Donald P. Bellisario, producer and screenwriter, appears to be associated with some of the most prominent television titles in the crime investigation genre. And especially with stories in which the protagonists are military veterans, as is the case with Magnum, JAG, or its spin-off NCIS, known as Navy: Criminal Investigation, among others.
Particularly notable, due to its longevity, is the latter, which premiered its twentieth installment last September and barely three months ago, CBS announced its renewal for a twenty-first season. NCIS follows federal agents from the Naval Criminal Investigative Service’s Major Case Response Team investigating possible terrorist crimes.
The team of agents and medical examiners was led, until the nineteenth series’ fourth episode, by ex-Marine Leroy Jethro Gibbs, played by Mark Harmon.
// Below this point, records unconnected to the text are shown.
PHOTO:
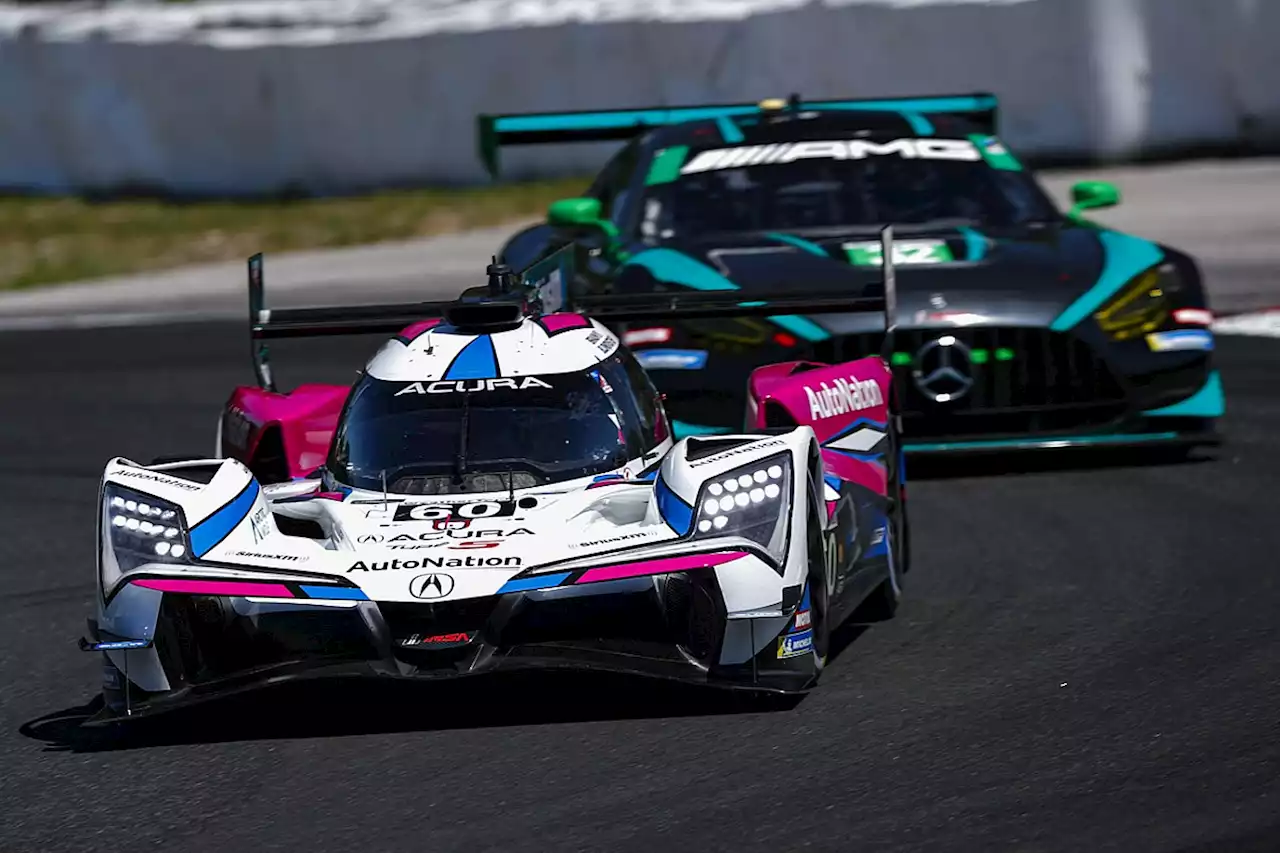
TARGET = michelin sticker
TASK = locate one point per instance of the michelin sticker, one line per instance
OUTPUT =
(672, 359)
(780, 153)
(1184, 340)
(795, 644)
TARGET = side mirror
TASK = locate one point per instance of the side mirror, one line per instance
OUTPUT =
(574, 213)
(584, 214)
(1092, 195)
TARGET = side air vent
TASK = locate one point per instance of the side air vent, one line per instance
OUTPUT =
(485, 316)
(777, 416)
(703, 447)
(304, 528)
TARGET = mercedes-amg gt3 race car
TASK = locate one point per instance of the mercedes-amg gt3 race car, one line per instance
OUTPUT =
(501, 489)
(1020, 325)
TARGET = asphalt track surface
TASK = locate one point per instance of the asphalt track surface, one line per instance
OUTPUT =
(1088, 660)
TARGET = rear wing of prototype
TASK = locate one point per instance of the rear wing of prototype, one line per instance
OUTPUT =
(544, 288)
(496, 132)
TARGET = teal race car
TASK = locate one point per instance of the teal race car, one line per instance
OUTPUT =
(1019, 324)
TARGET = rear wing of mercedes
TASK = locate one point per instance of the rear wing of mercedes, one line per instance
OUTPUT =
(496, 132)
(545, 288)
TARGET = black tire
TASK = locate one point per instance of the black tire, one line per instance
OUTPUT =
(819, 594)
(882, 603)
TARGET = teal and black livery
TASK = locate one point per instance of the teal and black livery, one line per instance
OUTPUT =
(496, 132)
(1020, 324)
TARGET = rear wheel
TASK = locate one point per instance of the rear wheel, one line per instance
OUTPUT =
(882, 603)
(819, 594)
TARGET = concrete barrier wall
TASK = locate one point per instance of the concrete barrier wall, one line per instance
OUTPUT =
(208, 114)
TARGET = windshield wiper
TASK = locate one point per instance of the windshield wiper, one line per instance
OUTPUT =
(460, 461)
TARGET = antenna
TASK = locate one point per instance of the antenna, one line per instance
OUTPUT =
(890, 277)
(257, 314)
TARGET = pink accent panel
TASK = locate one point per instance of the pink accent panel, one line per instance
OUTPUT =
(828, 398)
(554, 323)
(306, 418)
(659, 566)
(867, 474)
(414, 331)
(215, 587)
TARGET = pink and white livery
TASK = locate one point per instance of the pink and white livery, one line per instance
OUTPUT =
(499, 488)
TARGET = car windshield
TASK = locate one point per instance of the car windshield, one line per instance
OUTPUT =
(484, 434)
(831, 186)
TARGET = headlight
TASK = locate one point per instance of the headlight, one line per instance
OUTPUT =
(753, 501)
(1142, 306)
(138, 529)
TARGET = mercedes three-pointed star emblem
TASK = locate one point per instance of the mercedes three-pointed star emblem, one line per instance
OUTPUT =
(944, 369)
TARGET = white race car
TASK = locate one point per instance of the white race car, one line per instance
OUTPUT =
(501, 489)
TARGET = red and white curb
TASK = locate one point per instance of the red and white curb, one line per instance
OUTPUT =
(1264, 323)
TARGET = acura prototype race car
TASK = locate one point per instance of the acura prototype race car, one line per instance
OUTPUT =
(1020, 325)
(499, 489)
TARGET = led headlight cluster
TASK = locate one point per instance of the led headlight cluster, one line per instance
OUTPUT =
(753, 501)
(1142, 306)
(142, 529)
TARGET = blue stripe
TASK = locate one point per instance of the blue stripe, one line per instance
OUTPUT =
(1207, 402)
(974, 243)
(730, 131)
(214, 529)
(1124, 258)
(336, 593)
(540, 582)
(860, 457)
(476, 361)
(677, 514)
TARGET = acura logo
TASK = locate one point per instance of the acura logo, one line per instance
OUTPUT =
(430, 587)
(942, 369)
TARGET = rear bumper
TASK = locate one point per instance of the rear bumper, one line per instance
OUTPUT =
(1189, 422)
(1065, 396)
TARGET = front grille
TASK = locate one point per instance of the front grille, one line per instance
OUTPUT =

The actor from titles such as Reasonable Doubts or Wyatt Earp left the lead role of the series, although he continued to work in fiction as an executive producer. He was replaced by Gary Cole, an actor with extensive experience with leading roles in series such as The Good Fight, Desperate Housewives or True Blood.
More than 400 episodes support a series that premiered its first season in September 2003 and has never been among the most watched in the United States. For example, in Spain it can be seen on the AXN channel, on SkyShowtime and from today new episodes are coming on Neox.
Character and sequence
Donald P. Bellisario was a Marine in the late 1950s and, perhaps for this reason, the protagonists in many of his productions are or were members of the US Armed Forces.
Tom Selleck’s character in Magnum (1980–1988) was a student at the United States Naval Academy and a Vietnam officer and veteran. Jan-Michael Vincent plays a veteran on Airwolf and JAG commander Harm Rabb Jr., the predecessor to NCIS, is a former Navy aviator. In Navy: Criminal Investigation, the main character is a Marine Corps retiree who was a gunnery sergeant and a sniper.
NCIS, as an original series, spawned spin-off titles such as NCIS: Los Angeles, which premiered in 2009; NCIS: New Orleans, released in September 2014; and NCIS: Hawaii, the fourth series in the franchise that comes to light in September 2021. Bellisario went so far as to sue CBS, arguing that his contract entitled him to develop any spin-off of the original series.